The agreement recites that the parties had disclosed the full extent of their individual *1242 property. The recitals are all clear and put plaintiff on notice of what he was relinquishing by signing. Moreover, plaintiff had the opportunity to gain a reasonably accurate idea of what decedent owned before he signed the agreement. He knew that she did not have to work, that she had owned a business, that she had investments, that she owned her own home and traveled, that she expected him to travel with her and that she was able to buy a motor home for them just before the wedding. Furthermore, there was no direct evidence of lack of disclosure. Plaintiff did not even recall signing the agreement or anything about it. His memory was so faulty that, in testifying, he forgot one of his marriages and how many grandchildren he had.[2]

Four friends of decedent testified to the effect that she kept detailed knowledge of her financial situation and transactions from plaintiff. That testimony, however, which related to the period after the marriage, is consistent with the decedent's wish, embodied in the agreement, to keep her property and plaintiff's separate. There was also testimony that decedent kept her financial records in plaintiff's closet, where he could have examined them but did not.

Contrary to plaintiff's argument, the evidence establishes that plaintiff received a fair and reasonable disclosure of decedent's property and financial obligations before he signed the agreement. Accordingly, the court correctly held that the agreement was enforceable. Plaintiff may not elect against the will.

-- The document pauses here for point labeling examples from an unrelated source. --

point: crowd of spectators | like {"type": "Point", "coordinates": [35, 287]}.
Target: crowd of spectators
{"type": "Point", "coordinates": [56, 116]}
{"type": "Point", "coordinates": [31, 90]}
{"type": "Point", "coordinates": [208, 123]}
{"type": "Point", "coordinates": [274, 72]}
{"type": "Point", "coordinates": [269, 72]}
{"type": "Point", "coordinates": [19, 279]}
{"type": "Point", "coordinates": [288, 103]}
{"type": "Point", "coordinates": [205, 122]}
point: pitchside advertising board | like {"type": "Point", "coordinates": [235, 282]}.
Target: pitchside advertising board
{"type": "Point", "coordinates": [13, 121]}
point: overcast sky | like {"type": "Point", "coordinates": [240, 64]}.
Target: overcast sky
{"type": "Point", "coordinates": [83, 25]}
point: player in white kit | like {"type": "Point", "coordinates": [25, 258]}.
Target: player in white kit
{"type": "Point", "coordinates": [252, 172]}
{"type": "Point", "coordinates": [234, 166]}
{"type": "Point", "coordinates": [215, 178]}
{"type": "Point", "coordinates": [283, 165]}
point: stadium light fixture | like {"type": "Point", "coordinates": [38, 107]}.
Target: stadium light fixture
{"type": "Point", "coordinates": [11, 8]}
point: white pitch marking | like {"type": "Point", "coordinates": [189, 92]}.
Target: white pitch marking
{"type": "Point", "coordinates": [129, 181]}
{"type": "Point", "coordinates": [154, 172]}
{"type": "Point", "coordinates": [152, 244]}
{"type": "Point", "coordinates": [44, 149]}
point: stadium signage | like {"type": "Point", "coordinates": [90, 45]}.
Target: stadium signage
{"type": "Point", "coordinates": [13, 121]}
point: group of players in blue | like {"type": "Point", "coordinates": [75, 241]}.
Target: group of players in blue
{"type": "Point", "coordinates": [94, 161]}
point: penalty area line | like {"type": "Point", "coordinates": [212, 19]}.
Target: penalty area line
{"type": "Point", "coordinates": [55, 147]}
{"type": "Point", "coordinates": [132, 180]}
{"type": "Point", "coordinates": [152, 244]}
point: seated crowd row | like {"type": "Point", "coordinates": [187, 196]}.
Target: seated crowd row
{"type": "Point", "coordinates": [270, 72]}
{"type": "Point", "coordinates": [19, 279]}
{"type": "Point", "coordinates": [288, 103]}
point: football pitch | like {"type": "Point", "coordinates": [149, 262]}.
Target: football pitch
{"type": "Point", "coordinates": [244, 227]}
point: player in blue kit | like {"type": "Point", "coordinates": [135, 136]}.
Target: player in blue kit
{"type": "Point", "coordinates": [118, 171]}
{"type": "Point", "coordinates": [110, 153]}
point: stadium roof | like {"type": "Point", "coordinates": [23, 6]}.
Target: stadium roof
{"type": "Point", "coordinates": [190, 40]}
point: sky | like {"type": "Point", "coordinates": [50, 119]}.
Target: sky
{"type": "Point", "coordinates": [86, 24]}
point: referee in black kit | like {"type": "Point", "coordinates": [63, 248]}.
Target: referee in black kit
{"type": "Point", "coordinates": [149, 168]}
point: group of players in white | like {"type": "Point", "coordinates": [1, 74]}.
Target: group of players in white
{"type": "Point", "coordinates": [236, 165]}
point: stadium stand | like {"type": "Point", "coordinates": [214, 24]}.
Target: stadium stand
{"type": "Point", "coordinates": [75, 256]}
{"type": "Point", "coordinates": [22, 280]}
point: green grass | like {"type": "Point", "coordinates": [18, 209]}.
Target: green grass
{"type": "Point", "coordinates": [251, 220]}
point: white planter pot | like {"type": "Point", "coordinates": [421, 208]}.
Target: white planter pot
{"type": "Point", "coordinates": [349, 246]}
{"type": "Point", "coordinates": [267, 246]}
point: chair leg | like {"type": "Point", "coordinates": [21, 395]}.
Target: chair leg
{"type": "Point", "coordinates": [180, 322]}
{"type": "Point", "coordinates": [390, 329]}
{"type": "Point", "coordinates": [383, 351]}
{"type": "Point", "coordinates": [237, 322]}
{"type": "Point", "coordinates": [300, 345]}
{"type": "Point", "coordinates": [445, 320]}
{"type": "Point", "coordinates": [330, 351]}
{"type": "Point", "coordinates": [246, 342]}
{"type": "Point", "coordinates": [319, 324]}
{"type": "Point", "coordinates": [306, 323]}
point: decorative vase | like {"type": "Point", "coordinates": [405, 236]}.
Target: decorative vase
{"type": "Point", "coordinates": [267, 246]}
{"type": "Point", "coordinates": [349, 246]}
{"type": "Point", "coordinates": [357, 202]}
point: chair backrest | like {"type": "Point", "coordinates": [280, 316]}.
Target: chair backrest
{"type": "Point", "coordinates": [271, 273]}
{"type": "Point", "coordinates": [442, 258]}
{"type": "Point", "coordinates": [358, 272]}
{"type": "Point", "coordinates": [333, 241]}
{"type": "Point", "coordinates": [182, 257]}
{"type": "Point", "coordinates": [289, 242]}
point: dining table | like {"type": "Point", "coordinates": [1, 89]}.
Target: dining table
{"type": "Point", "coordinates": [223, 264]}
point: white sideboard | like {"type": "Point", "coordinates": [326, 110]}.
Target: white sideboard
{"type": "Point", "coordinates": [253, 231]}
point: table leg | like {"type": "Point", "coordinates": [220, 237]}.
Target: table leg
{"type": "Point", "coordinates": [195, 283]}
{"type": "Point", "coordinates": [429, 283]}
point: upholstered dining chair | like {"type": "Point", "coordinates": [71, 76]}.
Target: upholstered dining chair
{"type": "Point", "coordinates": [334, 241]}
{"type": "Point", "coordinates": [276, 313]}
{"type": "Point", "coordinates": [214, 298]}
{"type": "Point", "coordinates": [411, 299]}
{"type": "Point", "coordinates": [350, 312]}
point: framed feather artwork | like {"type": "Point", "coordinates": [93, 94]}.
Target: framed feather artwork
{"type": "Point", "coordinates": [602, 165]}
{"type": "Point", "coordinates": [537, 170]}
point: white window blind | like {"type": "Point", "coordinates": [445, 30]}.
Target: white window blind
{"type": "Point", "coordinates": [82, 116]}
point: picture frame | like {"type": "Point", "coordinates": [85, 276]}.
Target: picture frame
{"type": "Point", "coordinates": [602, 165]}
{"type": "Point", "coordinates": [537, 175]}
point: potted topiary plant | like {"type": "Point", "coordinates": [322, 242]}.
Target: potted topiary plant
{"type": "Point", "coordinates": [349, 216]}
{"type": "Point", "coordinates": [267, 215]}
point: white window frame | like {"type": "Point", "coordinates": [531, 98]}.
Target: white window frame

Plaintiff also assigns as error on relevance grounds the court's admission of evidence about plaintiff's expectations of inheritance when he signed the agreement. The admission of the evidence was within the court's discretion.

Affirmed.

NOTES

[1] It is true, as plaintiff argues, that in Kosik v. George, 253 Or. 15, 22, 452 P.2d 560 (1969), a case involving a premarital agreement, the court said:

"Where, by the terms of a prenuptial agreement, the provision for the wife as the survivor is clearly disproportionate to the husband's wealth, it raises a presumption of designed concealment, and places the burden on those claiming under it in his right to show that there was a full knowledge and understanding on the part of the wife at the time of execution of all the facts materially affecting her interests."

Oregon cases have not followed the quoted dictum in Kosik, even in cases involving premarital agreements. See Merrill v. Merrill, 275 Or. 653, 552 P.2d 249 (1976); Knoll and Knoll, 65 Or. App. 484, 671 P.2d 718 (1983); Bauer v. Bauer, 1 Or. App. 504, 464 P.2d 710 (1970). Moreover, under ORS 108.725, enacted after the Kosik decision, the challenger of a premarital agreement must prove that he or she did not receive a fair and reasonable disclosure of the other spouse's property, did not waive the right to that disclosure and did not have or could not have had adequate knowledge of the other spouse's property. Although that statute applies only to premarital agreements, its concepts are instructive here.

[2] A handwriting expert established that the signature on the agreement was plaintiff's.